Guest Blog: 10 Frustrating Things about Sight Loss by Amanda Gene

Today I like to welcome guest blogger Amanda from Florida, USA and blogger of Amanda Gene. Here she is to tell you more about herself and experiences living with sight loss:

Hi everyone, my name is Amanda Gene Nelson. I am a disability blogger who has a visual impairment, mild Cerebral Palsy and Dyslexia. Emma asked me to write about 10 frustrating things about sight loss.

1. People think my glasses cure my sight loss

People do not understand that wearing glasses does not cure my eye condition. I have an eye condition known as Nystagmus where my eyes go back and forth all the time. There is no cure and limited treatment. Wearing glasses helps other eye problems I have, such as near and farsightedness.

2. People think my eye condition is contagious

I get anoyed when people think that my eye condition is contagious. I dislike it when people will not give me my change or come close to me because they think my visual impairment is catchy like a cold. I was born with Nystagmus. Other’s cannot catch it. It is okay to talk to me.

3. People think I’m faking my visual impairment

Some people say I am faking my visual impairment. This is one of the top issues I have. Many people think that I am faking it because I wear glasses or because they have never heard of the condition.

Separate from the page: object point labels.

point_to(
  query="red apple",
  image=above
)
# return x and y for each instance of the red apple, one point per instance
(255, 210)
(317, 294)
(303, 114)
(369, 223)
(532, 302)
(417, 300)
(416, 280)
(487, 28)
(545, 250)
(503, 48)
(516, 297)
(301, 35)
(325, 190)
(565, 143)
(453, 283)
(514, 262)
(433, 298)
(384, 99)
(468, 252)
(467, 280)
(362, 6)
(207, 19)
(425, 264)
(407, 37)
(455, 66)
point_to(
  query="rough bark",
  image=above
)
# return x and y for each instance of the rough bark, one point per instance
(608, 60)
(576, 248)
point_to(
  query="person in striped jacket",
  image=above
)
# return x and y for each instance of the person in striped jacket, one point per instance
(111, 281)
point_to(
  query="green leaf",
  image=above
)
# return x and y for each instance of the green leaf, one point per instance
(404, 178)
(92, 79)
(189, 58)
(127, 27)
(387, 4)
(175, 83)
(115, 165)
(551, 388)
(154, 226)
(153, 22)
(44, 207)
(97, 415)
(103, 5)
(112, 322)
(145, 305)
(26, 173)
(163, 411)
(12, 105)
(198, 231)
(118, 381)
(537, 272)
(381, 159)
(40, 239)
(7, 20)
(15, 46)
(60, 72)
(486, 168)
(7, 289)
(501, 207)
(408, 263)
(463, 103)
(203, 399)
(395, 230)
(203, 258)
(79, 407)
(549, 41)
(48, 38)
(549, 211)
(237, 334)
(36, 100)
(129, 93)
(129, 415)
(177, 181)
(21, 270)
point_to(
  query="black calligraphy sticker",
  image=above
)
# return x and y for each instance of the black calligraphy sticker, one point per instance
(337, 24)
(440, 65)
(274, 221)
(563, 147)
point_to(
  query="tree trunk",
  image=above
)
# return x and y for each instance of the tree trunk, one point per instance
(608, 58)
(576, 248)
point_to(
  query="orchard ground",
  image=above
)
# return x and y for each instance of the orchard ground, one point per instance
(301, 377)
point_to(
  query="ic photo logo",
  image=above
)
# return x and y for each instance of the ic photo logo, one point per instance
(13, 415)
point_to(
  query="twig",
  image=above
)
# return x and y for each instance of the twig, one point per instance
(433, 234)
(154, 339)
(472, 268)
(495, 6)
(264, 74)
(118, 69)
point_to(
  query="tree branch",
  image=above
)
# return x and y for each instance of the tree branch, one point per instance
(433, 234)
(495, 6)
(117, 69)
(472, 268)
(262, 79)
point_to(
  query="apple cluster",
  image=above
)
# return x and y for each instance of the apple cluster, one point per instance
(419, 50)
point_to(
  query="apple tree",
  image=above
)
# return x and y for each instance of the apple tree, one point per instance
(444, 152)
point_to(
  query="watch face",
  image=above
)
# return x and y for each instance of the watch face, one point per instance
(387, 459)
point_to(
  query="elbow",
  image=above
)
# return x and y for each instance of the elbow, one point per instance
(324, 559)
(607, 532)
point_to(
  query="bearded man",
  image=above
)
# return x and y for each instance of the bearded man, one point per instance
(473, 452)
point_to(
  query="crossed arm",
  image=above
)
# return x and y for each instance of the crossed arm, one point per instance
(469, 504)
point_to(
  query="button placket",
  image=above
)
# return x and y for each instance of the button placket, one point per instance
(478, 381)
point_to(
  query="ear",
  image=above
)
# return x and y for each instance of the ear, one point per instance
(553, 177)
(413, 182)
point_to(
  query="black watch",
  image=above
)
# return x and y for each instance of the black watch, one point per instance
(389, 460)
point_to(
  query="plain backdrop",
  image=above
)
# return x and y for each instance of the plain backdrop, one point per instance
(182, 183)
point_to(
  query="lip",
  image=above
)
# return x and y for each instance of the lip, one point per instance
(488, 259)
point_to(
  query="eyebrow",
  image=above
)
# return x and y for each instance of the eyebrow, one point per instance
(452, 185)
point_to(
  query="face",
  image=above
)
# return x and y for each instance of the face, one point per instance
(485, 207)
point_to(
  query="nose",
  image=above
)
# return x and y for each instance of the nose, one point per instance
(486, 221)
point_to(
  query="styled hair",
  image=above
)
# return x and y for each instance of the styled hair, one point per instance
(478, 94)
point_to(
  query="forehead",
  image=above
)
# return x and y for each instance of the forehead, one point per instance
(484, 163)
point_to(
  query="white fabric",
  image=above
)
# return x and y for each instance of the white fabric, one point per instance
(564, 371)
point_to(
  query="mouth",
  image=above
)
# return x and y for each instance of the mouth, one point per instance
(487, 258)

4. People assume I can’t use technology

Many people believe I can’t use the computer or a cell phone at all. The fact is with a screen reader called ZoomText I can have access to the computer just like anyone else. When it comes to using a cell phone, I use an IPhone that can speak to me through an accessibility feature called VoiceOver. I can also use Siri.

5. People believe I can’t work because I’m vissually impaired

It has been mentioned to me that I can’t work due to my visual impairment. This one really bugs me. The fact is if an employer would allow the proper accommodations such as the use of ZoomText, Amazon Echo, etc. I would be able to work. I am on the self-employment track with the help of an organization called Vocational Rehabilitation.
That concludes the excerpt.